One greatly improved bilateral relationship is that between China and Indonesia. Earlier this year, China’s state-owned offshore oil company, CNOOC, bought a large Indonesian oil and gas field owned by Spain’s Repsol-YPF for US$ 585 million. More recently, another oil company, PetroChina, outbid four rivals to buy the Indonesian assets of Devon Energy Corporation for US$ 262 million.

For her part Indonesian President Megawati Sukarnoputri has buried hostilities going back to 1965 and has visited China twice in the past year, hoping to

 

convince Beijing to award Jakarta a US$ 9 billion liquid natural gas contract to power the industries of southern China.

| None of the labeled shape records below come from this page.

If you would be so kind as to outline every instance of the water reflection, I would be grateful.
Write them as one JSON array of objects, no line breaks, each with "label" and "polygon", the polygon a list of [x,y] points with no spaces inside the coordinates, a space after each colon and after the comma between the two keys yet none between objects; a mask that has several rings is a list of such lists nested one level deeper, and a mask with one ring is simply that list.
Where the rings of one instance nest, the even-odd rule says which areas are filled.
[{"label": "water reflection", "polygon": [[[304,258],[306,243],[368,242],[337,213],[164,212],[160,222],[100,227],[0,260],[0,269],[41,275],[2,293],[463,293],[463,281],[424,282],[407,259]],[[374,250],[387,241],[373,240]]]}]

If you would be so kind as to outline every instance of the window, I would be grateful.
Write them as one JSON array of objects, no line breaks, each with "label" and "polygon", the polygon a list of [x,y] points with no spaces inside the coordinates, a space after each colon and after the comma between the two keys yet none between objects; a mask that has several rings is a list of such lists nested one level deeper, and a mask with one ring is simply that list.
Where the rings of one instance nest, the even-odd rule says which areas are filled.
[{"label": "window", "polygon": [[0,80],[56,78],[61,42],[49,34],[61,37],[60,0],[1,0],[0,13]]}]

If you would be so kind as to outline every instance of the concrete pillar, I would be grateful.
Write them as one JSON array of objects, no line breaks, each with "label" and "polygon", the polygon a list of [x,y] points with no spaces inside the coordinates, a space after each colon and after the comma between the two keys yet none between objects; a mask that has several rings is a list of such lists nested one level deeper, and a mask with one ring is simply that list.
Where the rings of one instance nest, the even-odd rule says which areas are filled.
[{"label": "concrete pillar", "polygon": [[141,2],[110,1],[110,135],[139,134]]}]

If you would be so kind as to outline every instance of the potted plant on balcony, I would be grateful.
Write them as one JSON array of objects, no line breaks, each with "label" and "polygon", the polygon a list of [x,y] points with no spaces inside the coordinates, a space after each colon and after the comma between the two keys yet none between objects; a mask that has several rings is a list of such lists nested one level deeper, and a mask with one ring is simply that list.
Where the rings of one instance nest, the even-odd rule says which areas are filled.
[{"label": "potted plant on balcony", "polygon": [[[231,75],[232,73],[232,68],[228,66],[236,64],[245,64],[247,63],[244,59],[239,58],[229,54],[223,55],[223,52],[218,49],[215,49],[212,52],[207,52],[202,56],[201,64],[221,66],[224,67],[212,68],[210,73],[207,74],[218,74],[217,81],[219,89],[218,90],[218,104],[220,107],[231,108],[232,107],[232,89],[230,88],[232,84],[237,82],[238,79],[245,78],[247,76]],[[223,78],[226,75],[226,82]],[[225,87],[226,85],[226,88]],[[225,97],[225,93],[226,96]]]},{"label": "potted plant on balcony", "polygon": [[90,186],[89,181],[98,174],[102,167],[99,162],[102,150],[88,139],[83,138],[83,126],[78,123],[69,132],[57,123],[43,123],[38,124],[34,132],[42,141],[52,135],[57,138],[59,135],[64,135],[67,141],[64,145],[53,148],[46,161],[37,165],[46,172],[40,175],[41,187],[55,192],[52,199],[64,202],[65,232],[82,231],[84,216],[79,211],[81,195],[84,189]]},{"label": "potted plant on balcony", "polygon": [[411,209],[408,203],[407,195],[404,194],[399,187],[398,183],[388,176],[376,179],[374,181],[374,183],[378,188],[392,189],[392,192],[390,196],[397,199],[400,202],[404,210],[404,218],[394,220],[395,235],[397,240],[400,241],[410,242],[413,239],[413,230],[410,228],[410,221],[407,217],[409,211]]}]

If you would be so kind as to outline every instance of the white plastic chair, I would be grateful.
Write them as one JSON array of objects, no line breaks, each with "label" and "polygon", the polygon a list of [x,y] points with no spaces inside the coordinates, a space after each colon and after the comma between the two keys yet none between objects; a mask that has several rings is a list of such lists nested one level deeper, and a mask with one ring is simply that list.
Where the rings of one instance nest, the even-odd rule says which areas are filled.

China is already a leading manufacturer. Singapore, for example, has lost more than 42,000 jobs to China in the last five years because of China's lower cost of doing business. And lower labour costs may cause multinationals in Malaysia to relocate their assembly plants to the mainland. Prime Minister Mahathir Mohamad has told Malaysians to stop viewing China as a “black hole” sucking foreign investment away from Asean. “We want to live with the fact that there is a China and it is going to be very prosperous, very big and economically powerful,” said Mahathir.

Increasingly, the US is finding itself in the same shoes Great Britain found itself towards the end of the 19th century, says Goldman Sachs Vice Chairman Courtis. “Back then, the UK was the dominant power in Europe and in the world, but a declining one,” says Courtis. “The US must realise that there is no power that is capable of dominating all of Asia. It’s not Japan, not India, and it’s certainly not China.”

Maybe it is not the US either. Laurence Brahm, an American lawyer and entrepreneur based in Beijing and a noted author on China, claims American ideologues are trying to shift the blame overseas for what is clearly an American economic crisis. In addition, Brahm says China really isn’t competition for the US, not anywhere near. “China is just a US$ 1 trillion economy, while the US is a US$ 10 trillion economy,” says Brahm. “Let’s not forget that.”

In addition, Brahm says conservative Republicans gloss over the fact that America benefits hugely from China. He relates a personal story Chinese Premier Zhu Rongji shared with him. "Zhu was visiting the US and he needed a new pair of running shoes,” says Brahm, the author of the recent biography on the premier, Zhu Rongji and the Transformation of Modern China. “He sent an aide to go buy him a pair of Nikes. The pair of running shoes was ‘Made in China,’ but came with a price tag of $130. Zhu was surprised it was so expensive. He asked the aide to check the freight-on-board price of the pair of shoes when it left China’s ports. The aide came back and said ‘$5.’ Zhu was shocked. ‘You mean to say our manufacturers made only $5?’ the premier asked with incredulity. What the premier told me sums up the entire Sino-US relations for you. Much of the rest of that $130 price tag was pure profit for Nike and the American retailers.” In other words, good Sino-US relations are a winning combination, albeit with America winning much more handsomely than China.